Victoria Pujdak, Staff Writer
Anticipation hung in the air as a crowd of students and teachers waited with bated breath for the reveal of North Greenville University’s annual literary magazine "The Mountain Laurel."
On Thursday, April 16, "The Mountain Laurel" staff gathered with fellow artisans to celebrate the culmination of a year’s work and to honor the arts. The magazine is dedicated to being a platform for student poets, writers and artists to communicate their talents with the school.
The ceremony began with a few brief remarks from NGU English Professor Cheryl Collier in which she challenged the students to continue with their endeavors in the arts.
“I hope and pray that your writing will not stop here. Don’t let life get in the way of your art,” said Collier.
The evening proceeded with comments from the literary staff and the presentation of awards to various winners in the literary and art categories. The height of the evening was the reveal of the new cover for the 2015 issue of The Mountain Laurel.
Prompted by the roll of artificial drumbeats by the audience, the new issue was unveiled. The theme for this year’s magazine was “renew” conceptualized by Editor-in-Chief, Hannah Smith.
“The idea first came to me from John 15. The idea of a seed and how a tree can branch out of it,” said Smith.
The room was soon filled with the tantalizing smell of new books as copies were presented to each member of the audience.
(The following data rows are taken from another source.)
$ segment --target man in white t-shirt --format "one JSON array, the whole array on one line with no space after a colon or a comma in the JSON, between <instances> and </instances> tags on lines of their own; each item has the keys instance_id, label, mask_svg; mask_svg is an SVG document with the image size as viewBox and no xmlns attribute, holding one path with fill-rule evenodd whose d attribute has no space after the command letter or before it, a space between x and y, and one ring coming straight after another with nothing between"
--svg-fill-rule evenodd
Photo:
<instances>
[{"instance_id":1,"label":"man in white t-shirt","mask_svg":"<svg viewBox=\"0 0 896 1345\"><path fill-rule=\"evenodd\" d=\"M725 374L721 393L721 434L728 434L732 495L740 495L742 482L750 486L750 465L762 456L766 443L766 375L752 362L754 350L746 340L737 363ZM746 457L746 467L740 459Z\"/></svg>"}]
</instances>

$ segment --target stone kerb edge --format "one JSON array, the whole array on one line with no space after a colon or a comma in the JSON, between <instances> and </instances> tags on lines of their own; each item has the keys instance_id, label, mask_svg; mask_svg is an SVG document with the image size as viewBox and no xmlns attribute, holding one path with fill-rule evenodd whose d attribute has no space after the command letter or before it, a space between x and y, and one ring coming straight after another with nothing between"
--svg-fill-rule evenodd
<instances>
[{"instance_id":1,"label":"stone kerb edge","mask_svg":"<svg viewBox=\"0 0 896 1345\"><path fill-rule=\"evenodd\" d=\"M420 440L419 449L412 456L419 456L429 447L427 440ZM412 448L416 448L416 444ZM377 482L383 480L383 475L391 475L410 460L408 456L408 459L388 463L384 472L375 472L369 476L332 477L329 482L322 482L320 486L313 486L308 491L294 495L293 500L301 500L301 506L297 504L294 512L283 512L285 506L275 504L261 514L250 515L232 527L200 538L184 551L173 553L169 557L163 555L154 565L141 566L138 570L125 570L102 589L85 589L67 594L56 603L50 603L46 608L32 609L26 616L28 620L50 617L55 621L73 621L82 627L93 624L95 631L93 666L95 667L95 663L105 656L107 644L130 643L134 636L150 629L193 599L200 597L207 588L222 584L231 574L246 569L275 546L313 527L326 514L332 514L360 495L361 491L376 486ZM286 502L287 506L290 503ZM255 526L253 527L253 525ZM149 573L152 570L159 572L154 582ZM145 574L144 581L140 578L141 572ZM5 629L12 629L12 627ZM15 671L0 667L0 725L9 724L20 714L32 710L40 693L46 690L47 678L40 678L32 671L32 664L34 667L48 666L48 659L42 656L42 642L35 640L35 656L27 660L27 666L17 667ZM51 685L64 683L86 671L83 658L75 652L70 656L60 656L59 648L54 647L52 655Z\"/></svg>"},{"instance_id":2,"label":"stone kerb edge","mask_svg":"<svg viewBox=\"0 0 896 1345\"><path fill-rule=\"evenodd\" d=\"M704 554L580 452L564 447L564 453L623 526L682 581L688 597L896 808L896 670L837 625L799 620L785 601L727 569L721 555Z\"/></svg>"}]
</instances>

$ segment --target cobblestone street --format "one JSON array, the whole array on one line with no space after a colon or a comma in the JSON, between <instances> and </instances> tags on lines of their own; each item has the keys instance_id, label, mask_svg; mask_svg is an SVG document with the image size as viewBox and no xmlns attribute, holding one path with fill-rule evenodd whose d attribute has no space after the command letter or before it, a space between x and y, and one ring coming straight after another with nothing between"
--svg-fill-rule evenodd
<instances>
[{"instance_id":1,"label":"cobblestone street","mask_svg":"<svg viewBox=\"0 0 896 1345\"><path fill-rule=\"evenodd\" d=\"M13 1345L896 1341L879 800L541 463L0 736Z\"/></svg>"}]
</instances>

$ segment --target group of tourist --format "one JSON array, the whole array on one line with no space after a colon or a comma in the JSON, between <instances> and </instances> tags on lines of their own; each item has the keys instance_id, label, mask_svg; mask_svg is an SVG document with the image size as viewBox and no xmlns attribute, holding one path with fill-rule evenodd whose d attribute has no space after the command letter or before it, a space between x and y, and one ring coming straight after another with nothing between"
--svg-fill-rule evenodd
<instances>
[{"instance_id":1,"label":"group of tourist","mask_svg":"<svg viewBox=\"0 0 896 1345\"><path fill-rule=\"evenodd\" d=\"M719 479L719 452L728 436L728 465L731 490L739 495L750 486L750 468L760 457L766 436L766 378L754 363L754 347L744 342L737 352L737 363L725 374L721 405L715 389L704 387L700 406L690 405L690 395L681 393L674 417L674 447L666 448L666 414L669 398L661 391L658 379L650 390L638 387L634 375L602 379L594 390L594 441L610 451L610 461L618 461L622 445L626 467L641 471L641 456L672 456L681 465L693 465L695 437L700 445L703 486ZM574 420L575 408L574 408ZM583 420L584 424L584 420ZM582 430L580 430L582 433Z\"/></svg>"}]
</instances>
After the ceremony, the audience retired to a reception in the lobby of the Craft-Hemphill Center. The evening concluded with literary readings and art presentations.
In 1964, the first renderings of "The Mountain Laurel" was formed in a slight booklet of poetry. Over the years, "The Mountain Laurel" has continuously improved with each issue to include three media of art and new design innovations.
"The Mountain Laurel" staff welcomes any students willing to join their ranks. Many who have worked on the staff, such as art editor, Naomi King, have enjoyed their service on the magazine.
“As a senior, it was a joy working for 'The Mountain Laurel,'” said King.
Since 2007, Deborah DeCiantis has been the dedicated adviser of "The Mountain Laurel." DeCiantis strongly encourages students to submit their art to the magazine each year.
“I can’t continue to echo, please contribute your art. It truly makes the world a better place,” said DeCiantis, a professor of English at NGU.
Free copies of "The Mountain Laurel" can be obtained on the second level floor of White Hall outside of DeCiantis' office.